Mendengar pertanyaan dari calon tunangannya, Joana menatap tajam sambil tersenyum masam. "Kamu tega ninggalin aku disini? Em?" tanyanya agak manja.

Cowok bernama Stiven dengan paras badboy itu mengangguk mantap. "Lo bisa kan naik taksi? Perlu gue panggilin taksi?" tanyanya lagi dengan sangat jutek hingga hampIr membuat Joana membatin kesal.

"Ya bisa lah, aku bisa naik taksi," jawab Joana cepat dilanda seribu gengsi.

"Oke, bye." Stiven memasuki mobil lalu mengemudikan mobilnya ditengah gelapnya malam. Dipandangnya dari kaca spion, cewek berambut panjang yang kini sedang menggunakan dress berwarna hitam masih berdiri memandang kepergiannya. Stiven tak peduli, ia terus melajukan mobilnya.

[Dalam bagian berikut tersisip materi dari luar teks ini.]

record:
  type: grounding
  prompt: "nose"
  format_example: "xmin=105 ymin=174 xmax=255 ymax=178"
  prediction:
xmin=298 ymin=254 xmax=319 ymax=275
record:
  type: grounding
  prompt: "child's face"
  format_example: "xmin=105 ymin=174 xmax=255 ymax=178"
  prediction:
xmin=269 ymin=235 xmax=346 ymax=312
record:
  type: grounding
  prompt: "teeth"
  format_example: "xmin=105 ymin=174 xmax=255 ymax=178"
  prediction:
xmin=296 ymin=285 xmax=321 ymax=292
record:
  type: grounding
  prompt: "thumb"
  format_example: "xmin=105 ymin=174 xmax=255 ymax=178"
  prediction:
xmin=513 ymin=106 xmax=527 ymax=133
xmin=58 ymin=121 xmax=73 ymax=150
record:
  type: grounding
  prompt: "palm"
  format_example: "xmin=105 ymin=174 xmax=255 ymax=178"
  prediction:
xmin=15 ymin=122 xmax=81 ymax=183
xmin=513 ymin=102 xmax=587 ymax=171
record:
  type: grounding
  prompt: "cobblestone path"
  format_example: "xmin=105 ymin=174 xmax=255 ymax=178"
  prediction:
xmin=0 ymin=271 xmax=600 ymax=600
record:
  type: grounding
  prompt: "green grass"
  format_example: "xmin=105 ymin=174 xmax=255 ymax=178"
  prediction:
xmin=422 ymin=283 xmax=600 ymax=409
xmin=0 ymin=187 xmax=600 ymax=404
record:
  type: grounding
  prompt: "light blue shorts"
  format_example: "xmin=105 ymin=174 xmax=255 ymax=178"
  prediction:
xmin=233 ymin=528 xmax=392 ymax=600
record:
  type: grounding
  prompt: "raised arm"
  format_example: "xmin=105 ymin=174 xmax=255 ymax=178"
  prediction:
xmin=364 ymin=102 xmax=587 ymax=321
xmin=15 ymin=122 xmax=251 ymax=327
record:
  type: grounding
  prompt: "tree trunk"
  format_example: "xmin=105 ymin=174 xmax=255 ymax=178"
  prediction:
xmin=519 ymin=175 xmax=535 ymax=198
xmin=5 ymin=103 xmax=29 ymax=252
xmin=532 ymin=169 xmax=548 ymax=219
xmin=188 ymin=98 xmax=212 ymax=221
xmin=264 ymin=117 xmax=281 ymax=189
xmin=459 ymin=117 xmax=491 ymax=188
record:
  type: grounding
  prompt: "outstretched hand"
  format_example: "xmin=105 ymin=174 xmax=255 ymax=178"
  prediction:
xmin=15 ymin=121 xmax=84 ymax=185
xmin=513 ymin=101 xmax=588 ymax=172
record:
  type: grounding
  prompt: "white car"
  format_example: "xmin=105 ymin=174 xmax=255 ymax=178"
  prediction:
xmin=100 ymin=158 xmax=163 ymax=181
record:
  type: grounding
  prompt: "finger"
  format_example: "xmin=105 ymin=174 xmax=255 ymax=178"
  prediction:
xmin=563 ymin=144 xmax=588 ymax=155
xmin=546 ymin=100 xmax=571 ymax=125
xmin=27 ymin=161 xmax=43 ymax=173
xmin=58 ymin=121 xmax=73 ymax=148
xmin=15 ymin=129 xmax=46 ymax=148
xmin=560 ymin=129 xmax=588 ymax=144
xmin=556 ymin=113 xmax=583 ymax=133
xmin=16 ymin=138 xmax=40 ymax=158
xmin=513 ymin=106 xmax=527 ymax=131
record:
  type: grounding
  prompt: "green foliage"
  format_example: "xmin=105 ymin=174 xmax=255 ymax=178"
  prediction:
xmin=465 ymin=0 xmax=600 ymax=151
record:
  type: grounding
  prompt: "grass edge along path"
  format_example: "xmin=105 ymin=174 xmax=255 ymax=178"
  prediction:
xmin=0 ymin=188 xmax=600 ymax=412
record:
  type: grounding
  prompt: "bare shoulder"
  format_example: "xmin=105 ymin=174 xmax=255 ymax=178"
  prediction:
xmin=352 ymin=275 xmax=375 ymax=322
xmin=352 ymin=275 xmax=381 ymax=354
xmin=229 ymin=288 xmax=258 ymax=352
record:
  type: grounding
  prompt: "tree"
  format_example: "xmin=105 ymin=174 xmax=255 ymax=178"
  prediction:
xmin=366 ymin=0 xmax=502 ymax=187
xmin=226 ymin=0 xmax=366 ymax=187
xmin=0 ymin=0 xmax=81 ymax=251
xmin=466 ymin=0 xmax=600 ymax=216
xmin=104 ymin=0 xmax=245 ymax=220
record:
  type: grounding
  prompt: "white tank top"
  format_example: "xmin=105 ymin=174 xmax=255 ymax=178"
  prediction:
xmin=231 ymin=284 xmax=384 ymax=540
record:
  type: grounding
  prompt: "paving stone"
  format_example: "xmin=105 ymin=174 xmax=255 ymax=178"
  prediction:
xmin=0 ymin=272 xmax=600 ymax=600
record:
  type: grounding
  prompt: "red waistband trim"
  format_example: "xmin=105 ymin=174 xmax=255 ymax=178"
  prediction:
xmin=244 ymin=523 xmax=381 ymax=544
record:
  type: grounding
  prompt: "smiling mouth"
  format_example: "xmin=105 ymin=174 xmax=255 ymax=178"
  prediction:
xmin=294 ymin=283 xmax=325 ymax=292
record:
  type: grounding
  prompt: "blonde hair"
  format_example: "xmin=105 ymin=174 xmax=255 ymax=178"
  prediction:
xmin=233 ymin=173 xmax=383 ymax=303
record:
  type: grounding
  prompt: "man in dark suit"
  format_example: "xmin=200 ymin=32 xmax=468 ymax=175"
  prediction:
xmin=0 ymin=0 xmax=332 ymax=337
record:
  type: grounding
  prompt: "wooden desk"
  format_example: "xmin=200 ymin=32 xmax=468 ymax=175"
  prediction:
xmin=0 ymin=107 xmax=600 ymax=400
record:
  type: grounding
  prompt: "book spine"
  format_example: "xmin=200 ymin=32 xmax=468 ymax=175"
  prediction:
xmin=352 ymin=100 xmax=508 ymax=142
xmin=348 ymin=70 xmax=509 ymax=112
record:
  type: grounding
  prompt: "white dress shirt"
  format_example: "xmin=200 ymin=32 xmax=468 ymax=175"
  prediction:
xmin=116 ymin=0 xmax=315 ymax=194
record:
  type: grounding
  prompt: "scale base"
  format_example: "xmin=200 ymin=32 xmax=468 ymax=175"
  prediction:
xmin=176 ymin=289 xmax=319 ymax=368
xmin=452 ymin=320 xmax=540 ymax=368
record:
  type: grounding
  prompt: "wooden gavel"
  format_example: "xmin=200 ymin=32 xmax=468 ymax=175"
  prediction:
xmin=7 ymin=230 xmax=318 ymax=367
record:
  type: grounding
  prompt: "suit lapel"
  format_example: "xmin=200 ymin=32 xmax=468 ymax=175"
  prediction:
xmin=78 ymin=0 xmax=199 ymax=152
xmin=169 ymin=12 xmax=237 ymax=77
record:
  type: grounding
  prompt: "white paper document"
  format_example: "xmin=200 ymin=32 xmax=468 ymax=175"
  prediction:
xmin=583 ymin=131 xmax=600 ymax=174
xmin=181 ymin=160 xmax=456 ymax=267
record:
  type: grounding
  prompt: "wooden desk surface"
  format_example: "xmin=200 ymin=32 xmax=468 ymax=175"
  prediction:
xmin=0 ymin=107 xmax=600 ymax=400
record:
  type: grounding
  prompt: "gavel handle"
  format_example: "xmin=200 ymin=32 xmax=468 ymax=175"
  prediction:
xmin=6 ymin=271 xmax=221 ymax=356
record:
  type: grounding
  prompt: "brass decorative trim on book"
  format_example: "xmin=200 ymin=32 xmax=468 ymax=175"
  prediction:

Joana Alexa Claudiana atau biasa dipanggil Joana menyerah, seberapa lamapun ia berdiri faktanya mobil itu tak kembali kearahnya. Ia melangkahkan kakinya, pergi menghampiri taksi yang berjejer di pinggiran jalan pusat kota.

Tatapannya kosong, pikirannya terisi oleh bermacam-macam lika-liku kehidupan. Ia melamun, namun lamunannya tersisihkan begitu saja saat handphone-nya berdering. Diangkatnya sebuah panggilan dari Gea, sahabatnya sejak duduk di semester satu jenjang S1, sampai kini ia berada di semester tengah jenjang S2.

"Lo dimana, Jo? Sini ke kafe gue, mumpung malam minggu!" ajak Gea yang suaranya tetap terdengar cempreng di speaker handphone.

"Iya.. tunggu. Otw..."

Joana mematikan handphone-nya, ia segera mengubah arah tujuan dan memberitahukannya pada sopir taksi. Tak seberapa lama pak sopir mengemudi, Joana sudah sampai disebuah kafe tingkat bernuansa GardenStay Gardenia, itu namanya. Nama Gardenia sendiri langsung diambil oleh nama sang pemilik kafe yang bernama Gea Gardenia, dengan konsep kafe rustic yang rimbun dan sejuk karena banyaknya pepohonan yang mengelilingi area indoor. Selain terdapat taman, ada juga kolam dengan ketinggian air semata kaki. Uniknya, kolam itu di tumpuki oleh meja dan kursi. Jadi para pembeli yang ingin duduk di area kolam sambil bermain air, bisa melepas sandal sebelum menuju area itu. Banyak para pengunjung yang berdatangan karena uniknya kafe ini, tak jarang kafe milik Gea dijadikan sebagi lokasi untuk hunting foto model, bahkan bisa di sewa untuk sesi prewedding.

"JO!" panggil Gea.

Joana melihat kearah kiri, tepat di sebelah bar dan kasir, Gea duduk disitu bersama Burhan yang tak lain adalah pacar Gea. Burhan juga adalah salah satu teman baik Joana, singkat cerita.. Gea dan Burhan berpacaran karena cinta lokasi.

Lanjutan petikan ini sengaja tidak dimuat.